Barcelone ne serait pas la même sans ses cafés et restaurants à chaque coin de rue. Alors si, avec ses plus de 10 000 bars et restaurants, boire un verre ou aller au restaurant est plutôt chose courante, régler l’addition semble parfois être un simple détail. Reportage.
Photos : LF/Equinox
Lors d’une belle journée ensoleillée de janvier, sur la terrasse du café Zurich, à Plaça Catalunya, une jeune femme commande un café con leche. Puis, elle se laisse tenter par un bocadillo. Le temps que Cristian, le serveur, revienne, elle s’est évaporée, emportant l’addition avec elle. En 24 ans de service dans cet établissement, c’est un rituel quasi quotidien pour ce professionnel de la restauration, mais aussi pour ses collègues de la capitale catalane.
Que ce soit un simple défi entre amis ou une habitude bien rodée, Barcelone est presque quotidiennement la cible des « simpa », ces clients qui partent sans payer (« sin pagar »). Pour éviter ces problèmes, les serveurs demandent souvent de régler l’addition immédiatement, mais le phénomène persiste malgré tout.
Quand l’addition disparaît
« La semaine passée, mes collègues ont vu trois ou quatre personnes qui sont parties sans payer. Mais ça arrive à tout le monde, je l’ai déjà subi », explique Angie, en poste à Poca Solta, sur la Rambla Catalunya. Un fait confirmé par la majorité des restaurateurs interrogés, qui déclarent « être sur leur garde mais ne pas y échapper ». L’objectif de ces personnes reste le même : manger à l’œil, sans dépenser le moindre centime.
Pour arriver à leurs fins, ces fugitifs de l’addition expérimentent plusieurs astuces.
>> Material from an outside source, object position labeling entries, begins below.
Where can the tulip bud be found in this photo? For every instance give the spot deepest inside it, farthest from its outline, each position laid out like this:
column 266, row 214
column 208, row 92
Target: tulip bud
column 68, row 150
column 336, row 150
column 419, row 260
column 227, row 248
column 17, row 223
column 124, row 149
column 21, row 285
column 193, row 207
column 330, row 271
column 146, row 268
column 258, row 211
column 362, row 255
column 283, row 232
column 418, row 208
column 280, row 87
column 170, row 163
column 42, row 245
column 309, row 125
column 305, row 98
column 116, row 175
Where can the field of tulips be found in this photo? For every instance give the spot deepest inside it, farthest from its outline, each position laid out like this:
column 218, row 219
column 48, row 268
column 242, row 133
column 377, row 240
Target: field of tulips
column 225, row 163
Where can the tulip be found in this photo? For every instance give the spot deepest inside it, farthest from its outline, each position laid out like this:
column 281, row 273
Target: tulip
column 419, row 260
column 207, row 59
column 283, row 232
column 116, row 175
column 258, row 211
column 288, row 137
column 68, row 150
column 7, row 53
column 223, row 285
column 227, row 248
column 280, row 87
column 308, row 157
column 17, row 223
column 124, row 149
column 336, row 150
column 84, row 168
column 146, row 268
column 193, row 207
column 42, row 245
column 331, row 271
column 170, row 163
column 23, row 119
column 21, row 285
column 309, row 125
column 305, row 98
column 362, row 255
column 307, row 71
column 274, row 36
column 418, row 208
Les plus discrets profitent généralement d’un départ d’un grand groupe pour se faufiler et passer inaperçus. Certaines astuces finissent par devenir des classiques, tandis que d’autres font preuves de plus d’imagination.
Dans un établissement du Passeig de Gràcia, un client a prétexté avoir oublié sa carte chez lui et, pour garantir le paiement, a laissé un téléphone à charger. Il n’est jamais revenu le récupérer, et le personnel s’est ensuite rendu compte que l’appareil était en fait défectueux, rendant l’arnaque encore plus audacieuse.
Les profils derrière le “resto-basket”
Même si quelques restaurateurs pointent du doigt les Italiens et les Français en tant qu’adeptes de cette mauvaise habitude, les profils restent diversifiés. Du groupe de jeunes à la femme enceinte bien habillée, en passant par la personne seule, ce sont autant de « simpa » potentiels, ont pu observer par expérience les serveurs. Donc les locaux aussi peuvent être acteurs de ces méfaits, comme l’a pu affirmer Jose, serveur depuis quelques années à König.
Postés en haut des Ramblas, deux policiers municipaux nous expliquent qu’il s’agit souvent d’habitués. « Ils savent qu’en dessous de 400 euros, leur infraction est considérée comme un délit mineur, leur permettant d’échapper à une peine de prison. » Alors ces récidivistes ne se privent pas de commander champagne, vin, bières ainsi que tous les produits les plus chers.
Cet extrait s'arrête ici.